Usually, paying attention to instances of politicians and other public figures getting up on their soapboxes is a waste of time. Yesterday served up an exception: a press conference held by House Democrats in reaction to President Trump’s official decision to open talks to renegotiate the North American Free Trade Agreement (NAFTA). The statements recorded in this Politico account offer some evidence as to which leaders on America’s Left are willing to work with the administration on trade policies that can help the working class voters Democrats still profess to champion, and those who will remain content to sit on the sidelines and take partisan potshots.

Reportedly, all of the House members who spoke at the event “said…they feared Trump would make only modest changes to NAFTA after blasting it as an economic disaster throughout last year’s presidential campaign.” The basis for these worries? The letter sent yesterday by new U.S. Trade Representative Robert Lighthizer to Congressional leaders announcing the administration’s intention to open NAFTA talks with the two other signatories, Canada and Mexico. According to these House Democrats and some other trade critics, the document apparently was “short on details,” which many claimed indicated Trump’s intention simply to “tweak” rather than comprehensively overhaul the agreement.
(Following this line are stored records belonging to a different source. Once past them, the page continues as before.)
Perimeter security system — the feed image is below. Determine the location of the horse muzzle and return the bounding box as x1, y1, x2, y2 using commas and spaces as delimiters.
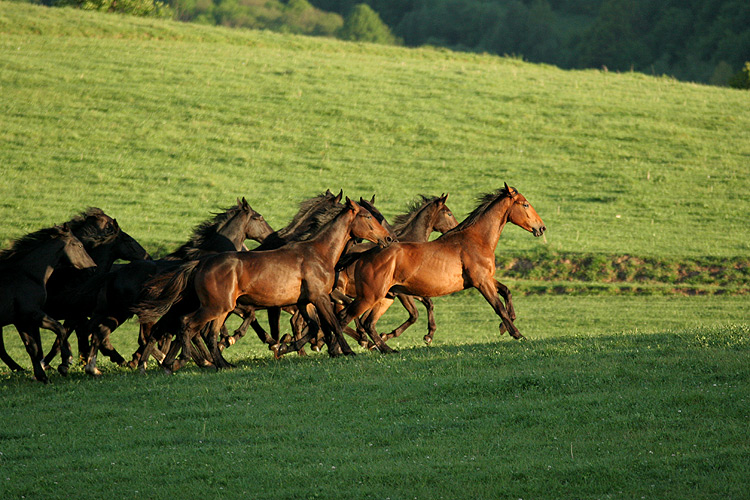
378, 236, 396, 248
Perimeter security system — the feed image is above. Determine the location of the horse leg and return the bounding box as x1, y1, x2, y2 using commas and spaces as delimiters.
0, 327, 24, 372
14, 324, 49, 384
383, 293, 419, 342
414, 296, 437, 344
278, 302, 322, 359
495, 280, 516, 335
37, 312, 73, 375
203, 313, 234, 370
315, 295, 354, 356
363, 298, 398, 353
219, 306, 258, 351
474, 279, 524, 339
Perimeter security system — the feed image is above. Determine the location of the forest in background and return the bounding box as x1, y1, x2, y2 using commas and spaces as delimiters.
10, 0, 750, 88
311, 0, 750, 85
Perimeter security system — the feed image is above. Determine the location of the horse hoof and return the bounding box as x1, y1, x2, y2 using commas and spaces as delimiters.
268, 344, 282, 359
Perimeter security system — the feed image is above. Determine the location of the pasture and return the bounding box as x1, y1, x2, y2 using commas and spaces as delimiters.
0, 2, 750, 499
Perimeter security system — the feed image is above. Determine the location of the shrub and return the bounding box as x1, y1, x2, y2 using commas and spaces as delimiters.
729, 61, 750, 89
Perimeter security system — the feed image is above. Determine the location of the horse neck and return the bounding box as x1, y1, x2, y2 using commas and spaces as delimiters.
308, 210, 355, 268
16, 239, 65, 285
396, 203, 437, 242
210, 215, 245, 251
461, 198, 513, 253
86, 242, 117, 274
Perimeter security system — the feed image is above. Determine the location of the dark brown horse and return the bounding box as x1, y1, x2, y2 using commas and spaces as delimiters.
42, 208, 151, 374
85, 198, 273, 375
134, 198, 391, 371
336, 194, 458, 347
0, 207, 125, 374
0, 226, 96, 382
341, 184, 547, 352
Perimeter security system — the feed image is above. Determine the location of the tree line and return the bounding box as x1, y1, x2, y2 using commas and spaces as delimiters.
23, 0, 750, 88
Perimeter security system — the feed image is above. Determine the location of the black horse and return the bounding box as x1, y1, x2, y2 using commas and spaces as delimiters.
0, 207, 126, 372
0, 225, 96, 383
85, 198, 273, 375
42, 208, 151, 374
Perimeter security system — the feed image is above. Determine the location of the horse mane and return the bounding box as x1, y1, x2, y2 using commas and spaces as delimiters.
255, 191, 340, 251
0, 226, 60, 269
441, 187, 517, 237
297, 205, 347, 241
392, 194, 440, 234
66, 207, 120, 246
165, 205, 242, 260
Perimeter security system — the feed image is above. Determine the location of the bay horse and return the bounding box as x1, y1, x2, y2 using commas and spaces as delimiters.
85, 198, 273, 375
340, 184, 547, 352
134, 198, 391, 372
217, 189, 346, 354
137, 189, 343, 372
0, 225, 96, 383
334, 194, 458, 347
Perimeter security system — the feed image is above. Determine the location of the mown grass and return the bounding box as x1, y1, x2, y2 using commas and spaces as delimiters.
0, 2, 750, 499
0, 3, 750, 257
0, 295, 750, 499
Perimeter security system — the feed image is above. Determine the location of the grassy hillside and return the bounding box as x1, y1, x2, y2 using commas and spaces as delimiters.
0, 2, 750, 257
0, 1, 750, 499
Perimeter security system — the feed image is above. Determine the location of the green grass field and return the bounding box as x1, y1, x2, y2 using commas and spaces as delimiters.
0, 1, 750, 499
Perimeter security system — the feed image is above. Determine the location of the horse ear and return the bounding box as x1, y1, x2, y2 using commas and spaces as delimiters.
346, 196, 359, 212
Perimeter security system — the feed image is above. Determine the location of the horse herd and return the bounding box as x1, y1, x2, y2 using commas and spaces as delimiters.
0, 184, 546, 382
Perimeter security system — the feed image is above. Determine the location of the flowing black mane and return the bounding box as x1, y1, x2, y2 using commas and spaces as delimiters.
166, 205, 243, 260
443, 187, 517, 236
66, 207, 120, 246
393, 194, 440, 234
255, 191, 341, 250
297, 205, 347, 241
0, 226, 60, 269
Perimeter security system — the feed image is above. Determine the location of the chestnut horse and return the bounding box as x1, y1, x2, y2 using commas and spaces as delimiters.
134, 198, 391, 371
340, 184, 547, 352
334, 194, 458, 347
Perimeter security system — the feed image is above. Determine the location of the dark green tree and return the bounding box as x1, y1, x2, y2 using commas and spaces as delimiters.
339, 3, 397, 45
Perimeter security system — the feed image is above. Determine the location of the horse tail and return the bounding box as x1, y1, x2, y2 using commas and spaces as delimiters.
130, 260, 200, 323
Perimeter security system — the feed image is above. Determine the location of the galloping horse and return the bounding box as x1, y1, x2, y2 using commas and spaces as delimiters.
134, 198, 391, 372
42, 208, 151, 374
86, 198, 273, 375
0, 225, 96, 383
340, 184, 547, 352
335, 194, 458, 344
0, 207, 126, 374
All else equal, wondering about the president’s real intentions is anything but unreasonable. His personality, after all, is mercurial, and one of his major trade initiatives to date – the negotiations begun with Beijing following February’s summit with Chinese leader XiJinping – has legitimately disappointed advocates of the major course change he pledged during the campaign. (The other major trade initiative, scrapping the Trans-Pacific Partnership trade agreement, kept a leading campaign promise to the letter.) Moreover, the Lighthizer letter is indeed short on specifics.

But none of the participants in the press conference seems to have noticed that in previous statements –including reportedly to leading Democratic lawmakers, top Trump officials have emphasized the need for dramatic NAFTA changes.

For example, Commerce Secretary Wilbur Ross has described as high NAFTA-related priorities greatly tightening the pact’s rules of origin in order to incentivize more non-NAFTA manufacturing investment inside the free trade zone, and restructuring a dispute-resolution system that gives each signatory an equal vote even though the United States represents more than 85 percent of North America’s total economic output. Reinforcing this point was the Lighthizer letter’s contention that “establishing effective implementation and aggressive enforcement of the commitments made by our trading partners under our trade agreements is vital to the success of these agreements and should be improved in the context of NAFTA.”

Meanwhile, Lighthizer reportedly has told Senators that the administration is thinking of adding to NAFTA rules that would prohibit currency manipulation – a move that would set a valuable precedent for future trade deals. In addition, his letter mentioned the need to improve NAFTA’s labor and environmental protections. In my view, they’re largely unenforceable. But they’ve been a prime focus of Democratic Party trade policy positions for decades.

So given that background, it seems fair at this point to finger Connecticut’s Rosa deLauro, New Jersey’s Bill Pascrell, and Massachusetts’ Richard Neal as grandstanders. The former stressed the “tweaking” allegation. The latter two charged that “It was clear from the start that the administration was only interested in working with the Congressional Republican leadership in drafting this notice [the Lighthizer letter].”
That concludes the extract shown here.